These days, I am out in nature everyday. I watch, listen and meditate in outside everyday. I watch, walk and run about with my animals. Slower than the little dog who flies, maybe a little faster than (at times) the sheep who checks out what grasses are tasty along the way. This is where I am doing most of my healing these days. My heart these days, is very full, and I am very grateful!
In reading these words, you can assume this has not where I have always been. A couple of years ago I fell on the ice and hit my head. This resulted in a concussion and a lot of physical healing of my brain was needed. As as often times as it must be in this universe, this also went hand in hand with healing of my mind and soul as well.
Today, my brain is healed physically, however allowing this to become the priority, giving it time to heal was harder than I ever thought it would be. I had to slow down, I had to give it time, I had to rest. I had to give up things that gave me joy.
That winter when I first fell, I could not play tennis, my winter exercise and stress relief, no longer an option. I needed to work less hours, and I was exploring expanding my business, reaching more people to help and fulfill my calling. How was this going to work? Um, no I have employees and people that where counting on me. I cannot let all of these people down…obviously I was supposed to overcome it all, right?
So, i pushed on through.
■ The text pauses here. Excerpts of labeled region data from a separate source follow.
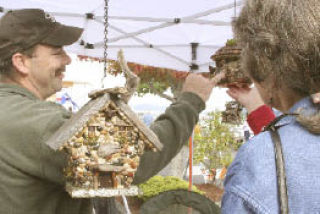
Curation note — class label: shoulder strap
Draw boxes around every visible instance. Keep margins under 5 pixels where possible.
[265,114,297,214]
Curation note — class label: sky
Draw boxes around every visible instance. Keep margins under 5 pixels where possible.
[64,54,231,115]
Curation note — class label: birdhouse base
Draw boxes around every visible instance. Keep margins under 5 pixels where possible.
[66,184,140,198]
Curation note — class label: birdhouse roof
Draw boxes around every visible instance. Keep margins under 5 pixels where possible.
[46,90,162,150]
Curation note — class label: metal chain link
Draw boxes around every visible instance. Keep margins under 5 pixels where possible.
[102,0,109,88]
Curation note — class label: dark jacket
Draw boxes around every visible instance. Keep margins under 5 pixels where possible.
[0,84,204,214]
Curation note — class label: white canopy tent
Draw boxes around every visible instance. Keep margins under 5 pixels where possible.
[0,0,241,72]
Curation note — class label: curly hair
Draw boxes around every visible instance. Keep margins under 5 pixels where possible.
[233,0,320,133]
[233,0,320,95]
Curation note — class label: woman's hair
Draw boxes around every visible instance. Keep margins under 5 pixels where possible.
[233,0,320,133]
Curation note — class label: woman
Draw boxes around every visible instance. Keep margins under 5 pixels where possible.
[222,0,320,214]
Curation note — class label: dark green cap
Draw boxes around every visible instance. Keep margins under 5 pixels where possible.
[0,9,83,59]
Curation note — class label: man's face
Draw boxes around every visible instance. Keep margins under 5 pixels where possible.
[27,44,71,99]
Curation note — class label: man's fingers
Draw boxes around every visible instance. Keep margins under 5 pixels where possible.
[211,72,226,86]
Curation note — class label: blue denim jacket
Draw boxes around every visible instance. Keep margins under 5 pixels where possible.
[222,97,320,214]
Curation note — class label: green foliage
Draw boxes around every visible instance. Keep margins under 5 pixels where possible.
[226,39,237,46]
[193,112,241,168]
[138,175,204,201]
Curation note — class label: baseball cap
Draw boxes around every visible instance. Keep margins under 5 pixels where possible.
[0,9,83,59]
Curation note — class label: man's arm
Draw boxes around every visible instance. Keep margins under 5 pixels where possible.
[133,74,223,184]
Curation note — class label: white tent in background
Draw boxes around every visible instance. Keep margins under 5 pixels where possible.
[0,0,241,72]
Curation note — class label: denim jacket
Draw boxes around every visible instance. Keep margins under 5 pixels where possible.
[222,97,320,214]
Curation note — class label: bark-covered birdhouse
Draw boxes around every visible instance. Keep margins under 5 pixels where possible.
[47,88,162,197]
[211,40,252,87]
[222,101,243,125]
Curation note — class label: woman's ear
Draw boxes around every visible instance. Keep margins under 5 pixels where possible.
[11,52,30,75]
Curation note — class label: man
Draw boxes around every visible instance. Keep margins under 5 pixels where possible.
[0,9,219,214]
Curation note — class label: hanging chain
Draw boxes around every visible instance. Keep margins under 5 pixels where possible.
[234,0,237,18]
[102,0,109,88]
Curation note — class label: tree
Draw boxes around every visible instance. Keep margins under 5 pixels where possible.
[193,111,242,169]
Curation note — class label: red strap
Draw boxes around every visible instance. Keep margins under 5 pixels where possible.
[247,105,275,135]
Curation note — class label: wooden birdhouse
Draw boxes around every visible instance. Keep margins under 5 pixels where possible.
[211,40,252,87]
[47,88,162,198]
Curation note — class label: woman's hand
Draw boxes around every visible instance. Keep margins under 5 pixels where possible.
[227,87,264,114]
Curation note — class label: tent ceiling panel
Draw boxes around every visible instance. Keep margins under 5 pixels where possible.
[0,0,241,71]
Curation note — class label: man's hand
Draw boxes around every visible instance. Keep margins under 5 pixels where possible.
[227,87,264,114]
[311,92,320,104]
[182,73,224,102]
I nourished my body, however I may have glossed over the need to rest my mind and tend to my soul after this injury. Physically, I attempted to do everything as I always had (how else would I take care of my body, home and animals), mentally things where a struggle and tending to my soul happened in spurts when I found time and was able to focus, which sadly was not often. Things got done, I got tired, things grew, i got more tired, a year went by I did not change, I was exhausted…I was keeping myself healthy enough to do what needed to get done…right?
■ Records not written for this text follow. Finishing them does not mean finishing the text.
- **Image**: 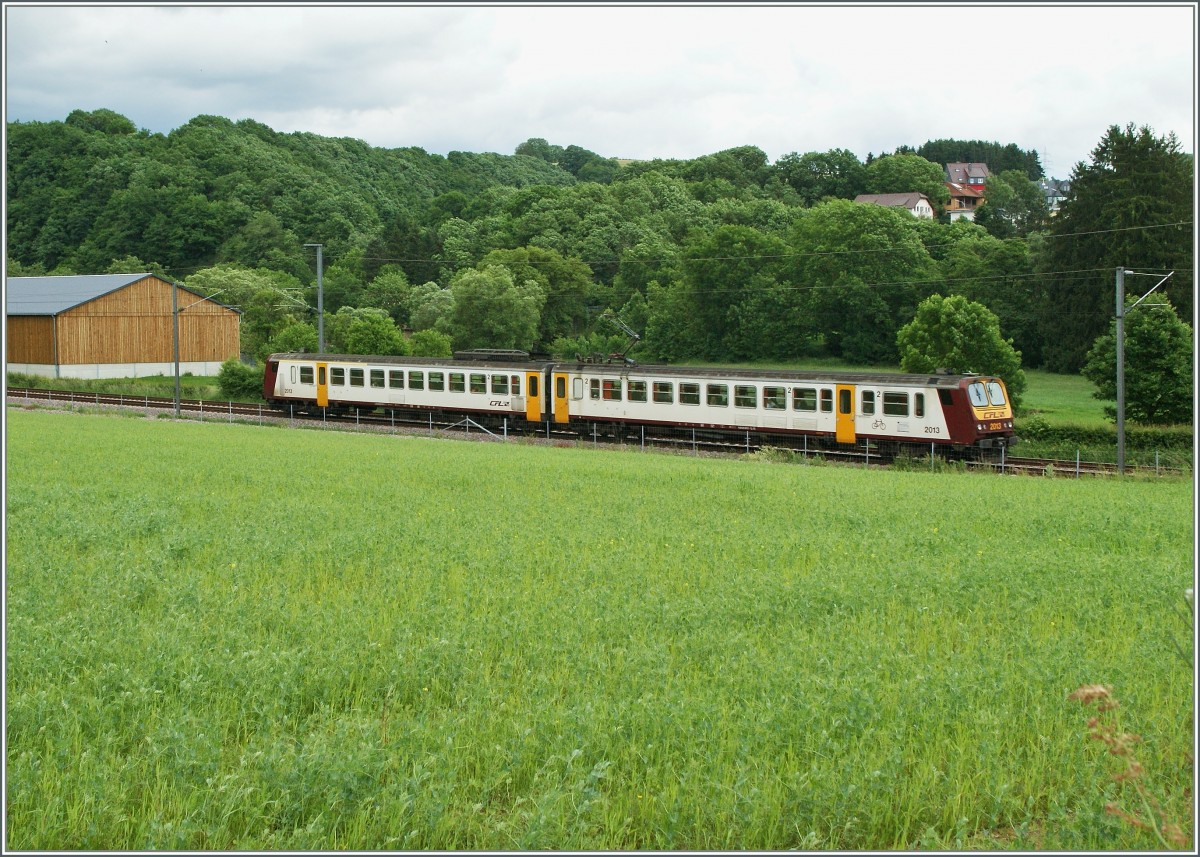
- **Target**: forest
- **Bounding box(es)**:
[7,109,1194,372]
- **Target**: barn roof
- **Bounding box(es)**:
[5,274,233,316]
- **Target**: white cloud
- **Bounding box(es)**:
[5,5,1195,175]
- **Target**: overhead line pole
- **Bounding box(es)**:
[305,244,325,354]
[1116,268,1175,475]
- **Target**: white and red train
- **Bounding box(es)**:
[263,352,1016,451]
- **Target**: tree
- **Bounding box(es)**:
[775,149,866,205]
[449,265,546,350]
[866,155,950,211]
[896,294,1026,408]
[325,306,408,355]
[974,169,1050,238]
[1038,124,1195,372]
[781,199,941,364]
[1084,293,1194,425]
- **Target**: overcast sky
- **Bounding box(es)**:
[5,2,1196,178]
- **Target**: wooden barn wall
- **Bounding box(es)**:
[58,277,239,364]
[5,316,54,364]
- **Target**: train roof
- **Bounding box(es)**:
[270,352,990,388]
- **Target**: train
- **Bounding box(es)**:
[263,349,1018,457]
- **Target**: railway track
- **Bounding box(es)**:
[7,388,1182,478]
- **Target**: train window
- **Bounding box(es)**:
[792,386,817,410]
[883,392,908,416]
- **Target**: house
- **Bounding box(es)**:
[946,163,991,190]
[1038,179,1070,215]
[5,274,241,378]
[946,181,983,223]
[854,191,934,217]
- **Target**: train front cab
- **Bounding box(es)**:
[965,378,1016,449]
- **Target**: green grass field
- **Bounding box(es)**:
[6,408,1194,851]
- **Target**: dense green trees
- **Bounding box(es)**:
[7,110,1193,408]
[1038,125,1195,372]
[1084,293,1194,425]
[896,294,1026,407]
The next winter, I was out shoveling snow and fell, hit my head and…
People the universe is going to keep giving you the same lesson until you get it! No matter who you are. This time, it was more serious, and I did not have a option to “push through it.” This time self-care was not an option. Healing was not something I was going to be able to dictate the course of. My body needed rest, my mind needed rest, and my soul demanded rest.
I needed to give up all of the ways that I had always “managed” stress, my businesses and obligations. I have to say, that things really have gone differently than I have ever imagined they would. AND THIS IS OKAY! Patience, Trust, love and self-care have been the outcome of this lesson. These are now things that I make sure are part of my day. Some days it is easy to remember and incorporate, some days are a total fail. I’m still learning and walking my path. I am healing, and become more whole with everyday that passes. However, there is more appreciation, gratitude, and love to be found everywhere.
I know you may of your wish for quicker healing, healing of certain aspects before others or just want to push (force) through. Please, please, please be patient, trust you are on the right path, and give yourself the care and love you deserve.
So remember, you are right where you need to be, your body is working as hard as it can healing your physical self where your need it first. Your body knows where and how much energy to devote to healing itself in order of need for it to work to its’ highest good. It is important that you allow healing to go in the order that needs to. Trust your body to get it right. Let go of the thinking patterns that you know the route to heal successfully. Just envision yourself in the state of health that you want to be in and trust your body to get you there. Give your body the right foods and nourishment, have patience with yourself, slow down and give yourself the time you need to heal, and do things that truly give you joy, you will know what they are when you realize how grateful you are for them each day.
I hope your heart is full at the end of the day.